VAWGRN Webinar - 23.9.20 - VAWG in Higher Education: New Evidence, New Directions
From Miranda Horvath
Skip to (Video Time Stamp) - 00.00 - 02.37– Miranda Horvath Introduction to the webinar
Skip to (Video Time Stamp) - 02.37 - 15.33 – Vanita Sundaram (University of York)
Skip to (Video Time Stamp) - 15.59 - 26.50 – Adrija Dey (SOAS, University of London)
Skip to (Video Time Stamp) - 27.37 - 39.25 – Erin Shannon (University of York)
Skip to (Video Time Stamp) - 39.55 - 51.44 – Anna Bull (University of Portsmouth)
Skip to (Video Time Stamp) - 51.45 - End – Q&A and wrap up.
This is the third instalment of our autumn series of webinars planned by various members of the Violence Against Women and Girls Network (VAWGN). Find us on Twitter @VAWGRN
VAWG in HE: New evidence, New Directions
Speakers: Vanita Sundaram, University of York; Anna Bull, Portsmouth University; Adrija Dey, SOAS and Erin Shannon, University of York.

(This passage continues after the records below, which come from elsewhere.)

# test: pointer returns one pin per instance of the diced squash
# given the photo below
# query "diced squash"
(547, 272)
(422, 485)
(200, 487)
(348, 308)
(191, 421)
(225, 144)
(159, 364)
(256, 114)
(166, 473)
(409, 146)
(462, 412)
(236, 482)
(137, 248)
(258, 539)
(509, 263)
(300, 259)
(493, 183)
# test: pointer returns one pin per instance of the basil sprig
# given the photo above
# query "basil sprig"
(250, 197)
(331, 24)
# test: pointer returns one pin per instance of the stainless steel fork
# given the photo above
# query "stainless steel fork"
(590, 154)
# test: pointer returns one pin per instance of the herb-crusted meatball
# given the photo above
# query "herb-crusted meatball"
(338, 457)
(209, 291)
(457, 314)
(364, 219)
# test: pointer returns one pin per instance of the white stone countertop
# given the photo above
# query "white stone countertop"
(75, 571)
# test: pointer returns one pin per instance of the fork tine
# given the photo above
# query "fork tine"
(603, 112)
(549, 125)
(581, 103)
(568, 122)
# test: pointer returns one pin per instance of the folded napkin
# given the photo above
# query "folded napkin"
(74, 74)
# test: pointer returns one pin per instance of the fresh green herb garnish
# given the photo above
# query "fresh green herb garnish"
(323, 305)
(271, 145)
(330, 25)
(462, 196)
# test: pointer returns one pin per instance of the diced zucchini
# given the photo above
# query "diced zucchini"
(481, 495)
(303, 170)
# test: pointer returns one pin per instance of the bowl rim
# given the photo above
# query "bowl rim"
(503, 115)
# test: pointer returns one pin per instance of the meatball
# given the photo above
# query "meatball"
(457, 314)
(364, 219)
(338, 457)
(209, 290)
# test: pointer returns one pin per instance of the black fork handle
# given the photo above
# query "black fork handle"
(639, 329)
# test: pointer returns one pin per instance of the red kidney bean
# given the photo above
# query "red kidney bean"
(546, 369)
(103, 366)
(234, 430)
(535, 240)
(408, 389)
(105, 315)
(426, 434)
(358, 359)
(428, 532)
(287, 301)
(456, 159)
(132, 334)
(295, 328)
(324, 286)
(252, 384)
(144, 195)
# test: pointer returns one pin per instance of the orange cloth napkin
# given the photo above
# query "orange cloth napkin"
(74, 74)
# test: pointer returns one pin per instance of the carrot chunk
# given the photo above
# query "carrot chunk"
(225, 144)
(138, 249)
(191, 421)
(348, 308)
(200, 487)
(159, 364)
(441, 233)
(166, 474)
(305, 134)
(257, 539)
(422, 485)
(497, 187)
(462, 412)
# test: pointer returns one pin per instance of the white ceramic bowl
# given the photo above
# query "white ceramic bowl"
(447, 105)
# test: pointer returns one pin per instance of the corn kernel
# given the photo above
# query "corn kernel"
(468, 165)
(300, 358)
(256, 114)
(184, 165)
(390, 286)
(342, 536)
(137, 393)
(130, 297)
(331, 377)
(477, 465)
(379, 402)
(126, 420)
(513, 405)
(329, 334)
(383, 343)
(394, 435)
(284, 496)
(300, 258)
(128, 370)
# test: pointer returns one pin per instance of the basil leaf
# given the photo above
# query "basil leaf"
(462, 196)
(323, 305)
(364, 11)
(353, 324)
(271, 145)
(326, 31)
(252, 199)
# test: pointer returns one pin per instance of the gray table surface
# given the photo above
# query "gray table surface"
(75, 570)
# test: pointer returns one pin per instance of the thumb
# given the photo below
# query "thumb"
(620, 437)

Chair: Miranda Horvath, Middlesex University
Dr Miranda Horvath in an Associate Professor in Forensic Psychology at Middlesex University. Miranda has extensive research experience having conducted national and local multi-site/team/strand evaluation and research projects in a range of forensic and community settings. Projects have focussed on women and children who have experienced sexual and domestic violence and practitioners who work with them. Also research on the cultural context in which sexual violence occurs with an emphasis on the influences of sexualised media (e.g. lads mags) and pornography on children and young people. All of Miranda's work comes from an applied feminist social psychological perspective.
About our Speakers
Vanita Sundaram
Vanita Sundaram is Professor of Education at the University of York. Her research broadly covers gender and education, focusing more specifically on gender-based violence and teenagers; tackling everyday sexism, harassment and abuse in education across the lifecourse; and lad cultures and sexual violence in higher education. She is the author of numerous publications on these issues, including the newly-published Lad culture in higher education: Sexism, sexual harassment and violence (Routledge)(with Prof Carolyn Jackson); Global debates and key perspectives on sex and relationships education: Addressing issues of gender, sexuality, plurality and power (2016); and Preventing youth violence: Rethinking the role of gender in schools (2014). She is co-chair of the international Gender and Education Association.
Anna Bull
Dr Anna Bull is Senior Lecturer in sociology at the University of Portsmouth, and co-founder of The 1752 Group, a research and lobby organisation working to address staff sexual misconduct in higher education. Her research interests include class and gender inequalities in classical music education; and staff sexual misconduct in higher education. She worked with the National Union of Students on their 2018 report Power in the Academy: staff sexual misconduct in UK higher education and was lead author on The 1752 Group’s report Silencing students: institutional responses to staff sexual misconduct in higher education. Her monograph Class, control, and classical music, looking at cultures of class and gender among young middle-class classical musicians in the south of England, was published in 2019 with Oxford University Press and was joint winner of the British Sociological Association’s 2020 Philip Abrams Prize.
Adrija Dey
Adrija Dey is currently a British Academy post-doctoral research fellow at the Department of Development Studies in SOAS, University of London. Her research is titled Gender Based Violence in Indian Universities: A Study of Campus Life, Student Activism, and Institutional Responses. Her research expertise lies in the area of digital feminist activism, student movements and looking at universities as sites of repression and counter-struggle. She is the author of Nirbhaya, New Media and Digital Gender Activism. She is also part of Account for This, Alliance of Women in Academia and other campaigns in the UK fighting against sexual and gender based violence in higher education.
Erin Shannon
Erin Shannon is a Ph.D. researcher in the Department of Education at University of York. Her thesis examines how universities in the United States and in England respond to student disclosures of sexual violence through policy discourse analysis and interviews with staff and students. In addition to her doctoral work, Erin has served as a research associate on the Office for Students' Catalyst-funded project, "Developing an Intersectional Approach to Training on Sexual Harassment, Violence and Hate Crime," and the ESRC-funded project, "Review of the Social Science Ph.D." She is a volunteer with York's Independent Domestic Abuse Service (IDAS).